A consequence of the auto-completion is that NAME_suggest fields will appear in the _source document returned by Elasticsearch. See https://www.elastic.co/guide/en/elasticsearch/reference/current/search-request-source-filtering.html for options.

You can search like below to find journName with a word beginning with "R".

curl -X POST "http://localhost:9200/pass/_search?pretty" -H 'Content-Type: application/json' -d'
{
    "suggest": {
        "my-suggest" : {
            "prefix" : "R", 
            "completion" : { 
                "field" : "journalName_suggest" 
            }
        }
    }
}
'

Handling Fedora URIs

In PASS, a Fedora resource can be addressed in two different ways, by a public URI or a private URI. The public URI must pass through Shibboleth and can be used by the public at large. The private URI is used by the backend services and allows them to avoid Shibboleth.
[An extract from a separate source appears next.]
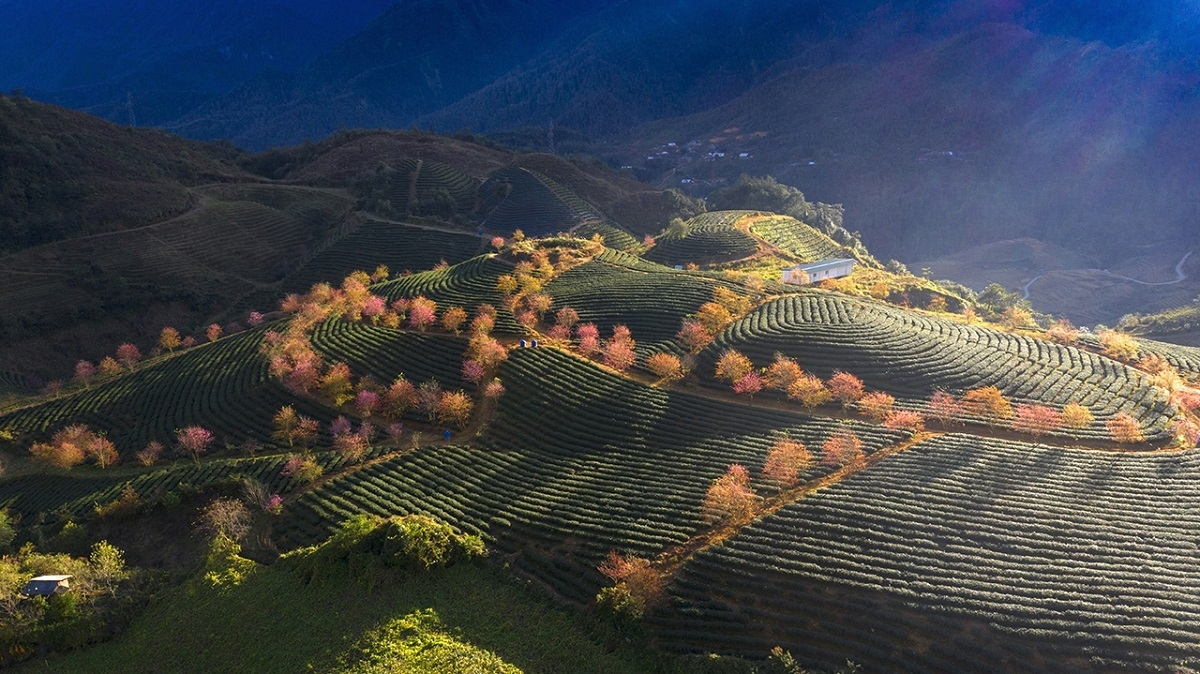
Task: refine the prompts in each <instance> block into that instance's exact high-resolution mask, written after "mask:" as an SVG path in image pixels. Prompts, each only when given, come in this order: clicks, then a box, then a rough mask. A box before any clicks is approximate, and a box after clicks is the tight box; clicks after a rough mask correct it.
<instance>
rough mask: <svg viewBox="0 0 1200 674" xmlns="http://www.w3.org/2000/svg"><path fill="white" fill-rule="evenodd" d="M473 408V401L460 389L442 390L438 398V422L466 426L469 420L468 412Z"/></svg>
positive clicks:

A custom normalizer is defined to handle fields containing fedora URIs mapping them to their Fedora resource path. This allows searches to be done using either the public or private URI.

Pass Indexer Test Note:

In the integration test class PassIndexerIT, some tests may fail with an error message saying that some PUT requests fail because resources are system (fcrepo) managed. These errors are caused by 409 errors from Fedora See the Fedora documentation about the Containers RESTful API.

Award Number normalization

A custom normalizer is defined to help searching award numbers.

  • Ignore case
  • Strip out whitespace, dashes, and periods
  • Ignore the first 3 characters and zero padding in NIH award numbers.

Command line indexing tool

The command line tool runs the indexer with the configuration either specifies as environment variable or system properties.

Configuration properties:

The PI_FEDORA_USER and PI_FEDORA_PASS are the credentials used to connect to Fedora with basic auth.

The PI_FEDORA_JMS_USER and PI_FEDORA_JMS_PASSWORD are credentials used to connect to the activemq broker, if it is secured.

The PI_ES_INDEX is the index where Fedora documents are sent. PI_ES_CONFIG is the configuration used to create an index if it does not exist. It must be set even if not used. It's value may be a file path or a classpath resource or a URL.

Command line reindexing tool

This tool reads objects from Fedora and writes them to an Elasticsearch index. Records are not removed. If the index does not exist, it will be created with the correct configuration.

The PASS_FEDORA_BASEURL and PI_ES_INDEX environment variables must be set. A db is used to keep track of the indexing. The db writes out a db to the current working directory when run with no arguments. When run with a single argument, it adds record to the db.

The results table of the db can be examined with sqlite to check for errors.